Mercredi soir, 20h, sur le radar l’écho d’un cargo se rapproche dangereusement. Il n’est plus qu’à 2 milles. A la VHF j’entends parler russe… Je me lance en anglais « All ship… Sailing yacht Chamade… position… ». Et le cargo répond dans un anglais teinté d’accent russe. « I can see you on my radar, I change my route and pass on your starboard ». Et quelques minutes plus tard on l’aperçoit tel un fantôme qui glisse dans l’air glacé.
Jeudi, le fichier Grib récupéré via l’Iridium confirme un net renforcement, et le vent d’ailleurs commence à grimper : 20-25 nœuds, puis 30 et enfin 35 noeuds à l’entrée de la Mer Blanche. Heureusement le courant de marée est avec nous et nous filons à plus de 10 nœuds sur le fond, génois tangonné et 2 ris dans la grand-voile.
L’eau est devenue vert olive, tant elle est chargée d’eau tourbeuse charriée par les fleuves en cette fin de printemps. Tu parles d’une Mer Blanche !
Chamade en profite pour repasser le Cercle Polaire Arctique (66°33’N), après maintenant plus de 2 ans passés à son nord. Eh oui, désormais on fait du sud!
Puis tout s’arrête d’un coup, le baro baisse et le vent rentre de sud, évidemment en plein dans le nez. On remet le moteur pour gagner tout ce qu’on peut d’autant plus que nous avons rendez-vous le lendemain matin à 10 heures avec le pilote (obligatoire), à la bouée d’entrée du chenal d’Arkhangelsk. . La « nuit » (jour permanent) est agitée.
Vendredi 10h15, nous sommes à la bouée, mais notre agent nous indique par téléphone que le pilote ne sera là qu’à 13h30. Il y a un mètre cinquante de creux, impossible d’attendre là, surtout que l’heure est favorable pour la marée. Par VHF j’appelle le « Port control » et leur indique que je ne peux pas stopper et que je fais route dans le chenal. Au bout de 2 heures, alors que nous sommes enfin en eaux calmes, la pilotine arrive.

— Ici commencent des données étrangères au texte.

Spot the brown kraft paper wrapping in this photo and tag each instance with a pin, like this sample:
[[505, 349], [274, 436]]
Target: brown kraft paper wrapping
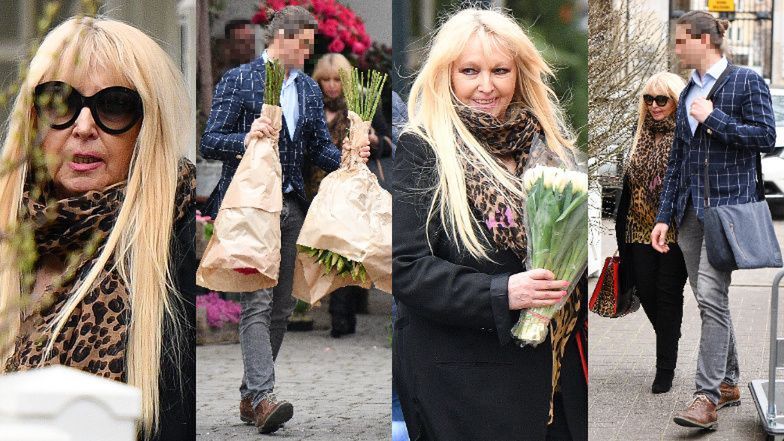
[[351, 215], [247, 229]]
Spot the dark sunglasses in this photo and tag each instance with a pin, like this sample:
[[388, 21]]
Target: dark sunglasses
[[115, 109], [661, 100]]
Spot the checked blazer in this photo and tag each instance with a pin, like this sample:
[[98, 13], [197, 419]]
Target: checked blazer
[[237, 102], [740, 126]]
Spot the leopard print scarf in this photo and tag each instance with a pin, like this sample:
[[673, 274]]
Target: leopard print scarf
[[504, 215], [645, 174], [74, 230]]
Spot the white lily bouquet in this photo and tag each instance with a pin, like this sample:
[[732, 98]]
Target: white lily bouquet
[[556, 229]]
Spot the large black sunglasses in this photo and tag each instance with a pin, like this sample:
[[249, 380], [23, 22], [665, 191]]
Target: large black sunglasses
[[661, 100], [115, 109]]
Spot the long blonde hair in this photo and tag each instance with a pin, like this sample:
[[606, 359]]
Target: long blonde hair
[[330, 63], [434, 118], [140, 239], [662, 83]]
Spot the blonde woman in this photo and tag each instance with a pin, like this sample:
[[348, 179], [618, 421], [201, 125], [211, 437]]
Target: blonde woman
[[475, 108], [114, 231], [658, 279]]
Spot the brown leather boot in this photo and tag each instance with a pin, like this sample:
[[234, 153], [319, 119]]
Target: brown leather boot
[[700, 413], [730, 396], [246, 411], [271, 414]]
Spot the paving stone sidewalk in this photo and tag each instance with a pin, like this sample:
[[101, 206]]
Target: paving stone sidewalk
[[340, 388], [622, 366]]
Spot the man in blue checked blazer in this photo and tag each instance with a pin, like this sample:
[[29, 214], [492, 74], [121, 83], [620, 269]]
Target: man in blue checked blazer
[[721, 137], [234, 119]]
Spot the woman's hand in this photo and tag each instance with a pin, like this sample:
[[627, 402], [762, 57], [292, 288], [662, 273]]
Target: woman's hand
[[535, 288], [659, 237]]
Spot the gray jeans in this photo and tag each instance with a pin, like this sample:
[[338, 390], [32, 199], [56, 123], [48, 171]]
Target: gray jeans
[[717, 360], [265, 313]]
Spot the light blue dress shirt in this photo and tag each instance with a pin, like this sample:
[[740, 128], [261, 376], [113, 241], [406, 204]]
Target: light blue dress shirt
[[702, 86], [289, 102]]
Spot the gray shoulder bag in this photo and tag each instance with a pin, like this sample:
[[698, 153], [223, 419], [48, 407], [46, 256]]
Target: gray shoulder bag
[[740, 236]]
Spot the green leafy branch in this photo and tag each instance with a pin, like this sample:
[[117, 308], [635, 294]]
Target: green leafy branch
[[275, 74], [362, 92]]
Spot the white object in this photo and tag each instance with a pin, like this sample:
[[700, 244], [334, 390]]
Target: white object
[[595, 260], [31, 432], [70, 404]]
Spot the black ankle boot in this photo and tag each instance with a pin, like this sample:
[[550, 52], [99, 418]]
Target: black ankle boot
[[663, 381]]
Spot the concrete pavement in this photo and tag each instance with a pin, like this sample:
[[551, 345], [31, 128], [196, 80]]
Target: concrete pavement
[[340, 388], [622, 365]]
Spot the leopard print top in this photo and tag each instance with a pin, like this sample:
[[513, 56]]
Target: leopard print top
[[502, 214], [645, 172], [74, 230]]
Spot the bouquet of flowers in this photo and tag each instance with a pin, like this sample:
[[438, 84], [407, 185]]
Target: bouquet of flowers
[[346, 238], [556, 229], [338, 25], [244, 251]]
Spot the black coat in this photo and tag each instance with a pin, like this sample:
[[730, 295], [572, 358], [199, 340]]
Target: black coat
[[178, 358], [455, 367], [627, 289]]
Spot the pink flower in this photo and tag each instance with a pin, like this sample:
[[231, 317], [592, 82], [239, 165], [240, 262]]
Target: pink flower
[[324, 7], [219, 311], [337, 45], [329, 28], [358, 48], [276, 4], [260, 17]]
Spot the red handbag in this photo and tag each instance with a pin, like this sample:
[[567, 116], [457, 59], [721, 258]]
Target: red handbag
[[606, 295]]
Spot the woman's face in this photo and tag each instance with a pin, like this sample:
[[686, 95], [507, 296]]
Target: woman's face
[[331, 84], [659, 113], [484, 81], [83, 157]]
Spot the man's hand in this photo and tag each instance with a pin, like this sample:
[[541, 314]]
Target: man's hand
[[659, 238], [261, 127], [700, 109], [364, 151]]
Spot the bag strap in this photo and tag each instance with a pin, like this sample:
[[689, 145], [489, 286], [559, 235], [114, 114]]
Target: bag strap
[[730, 67]]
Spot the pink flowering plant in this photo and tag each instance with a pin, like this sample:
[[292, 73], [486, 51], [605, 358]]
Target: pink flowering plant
[[219, 311], [339, 27]]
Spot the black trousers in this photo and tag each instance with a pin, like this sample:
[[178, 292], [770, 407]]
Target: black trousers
[[659, 279]]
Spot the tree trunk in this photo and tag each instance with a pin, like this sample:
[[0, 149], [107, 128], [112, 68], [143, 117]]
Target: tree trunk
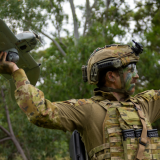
[[55, 42], [11, 134], [75, 21]]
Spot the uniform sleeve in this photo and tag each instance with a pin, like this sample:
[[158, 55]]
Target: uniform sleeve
[[150, 101], [66, 115]]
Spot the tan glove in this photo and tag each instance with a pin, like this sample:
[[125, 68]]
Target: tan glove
[[5, 66]]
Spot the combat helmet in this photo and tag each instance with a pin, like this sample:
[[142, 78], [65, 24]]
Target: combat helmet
[[113, 56]]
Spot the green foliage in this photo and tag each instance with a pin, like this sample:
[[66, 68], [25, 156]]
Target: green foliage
[[60, 77]]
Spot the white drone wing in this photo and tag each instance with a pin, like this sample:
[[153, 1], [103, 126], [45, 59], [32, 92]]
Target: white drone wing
[[23, 42]]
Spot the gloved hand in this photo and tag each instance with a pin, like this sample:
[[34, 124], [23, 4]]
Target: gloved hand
[[5, 66]]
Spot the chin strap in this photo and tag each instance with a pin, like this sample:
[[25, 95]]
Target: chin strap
[[122, 90]]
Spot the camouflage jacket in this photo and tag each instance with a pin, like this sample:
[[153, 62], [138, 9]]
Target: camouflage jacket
[[85, 115]]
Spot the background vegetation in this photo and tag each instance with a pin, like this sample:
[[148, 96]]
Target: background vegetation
[[103, 22]]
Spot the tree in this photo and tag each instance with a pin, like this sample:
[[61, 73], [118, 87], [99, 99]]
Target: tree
[[60, 79]]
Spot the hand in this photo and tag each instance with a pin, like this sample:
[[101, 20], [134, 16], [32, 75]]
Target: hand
[[5, 66]]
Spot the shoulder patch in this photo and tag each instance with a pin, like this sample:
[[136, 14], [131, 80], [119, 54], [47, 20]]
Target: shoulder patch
[[78, 102]]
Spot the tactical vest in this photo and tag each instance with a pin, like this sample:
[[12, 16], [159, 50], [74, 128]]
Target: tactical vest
[[122, 116]]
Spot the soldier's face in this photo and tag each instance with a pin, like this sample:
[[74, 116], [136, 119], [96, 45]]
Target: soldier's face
[[130, 77]]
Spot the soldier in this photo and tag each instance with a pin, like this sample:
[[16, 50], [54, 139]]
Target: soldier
[[113, 125]]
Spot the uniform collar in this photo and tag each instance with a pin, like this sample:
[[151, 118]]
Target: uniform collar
[[108, 95]]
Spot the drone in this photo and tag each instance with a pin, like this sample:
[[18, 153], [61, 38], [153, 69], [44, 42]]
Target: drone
[[17, 48]]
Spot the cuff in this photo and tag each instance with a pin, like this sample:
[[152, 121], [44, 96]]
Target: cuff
[[20, 78]]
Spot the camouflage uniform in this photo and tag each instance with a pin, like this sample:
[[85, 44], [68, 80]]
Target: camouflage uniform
[[100, 119], [85, 115]]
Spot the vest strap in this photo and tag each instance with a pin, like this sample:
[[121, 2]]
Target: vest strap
[[98, 149], [143, 139]]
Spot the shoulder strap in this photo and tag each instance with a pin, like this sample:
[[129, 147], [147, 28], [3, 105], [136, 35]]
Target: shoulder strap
[[143, 139]]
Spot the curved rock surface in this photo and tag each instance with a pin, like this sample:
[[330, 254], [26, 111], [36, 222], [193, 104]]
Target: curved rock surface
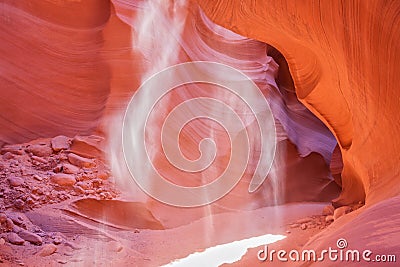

Pilotine pour cargo, mais bien grosse pour accoster Chamade. En tête le refrain tourne et retourne…« Ici on essaie de passer sans encombre ».
On serre les fesses et la barre…la manoeuvre se fait à vitesse stabilisée à 5 nœuds, la vague d’étrave de la pilotine jailli entre les 2 coques et c’est le pilote qui est trempé à l’embarquement…. Welcome on board !
3 heures plus tard, nous mouillons devant le club nautique d’Arkhangelsk. Mais oui ! Il y a un club nautique, mais le tirant d’eau est limité et nous attendons la marée haute pour voir arriver le directeur du Club, qui prend la barre de Chamade pour un amarrage parfait, nez au quai, ancre à l’arrière. L’accueil est juste royal, ici la venue d’un voilier étranger est un événement.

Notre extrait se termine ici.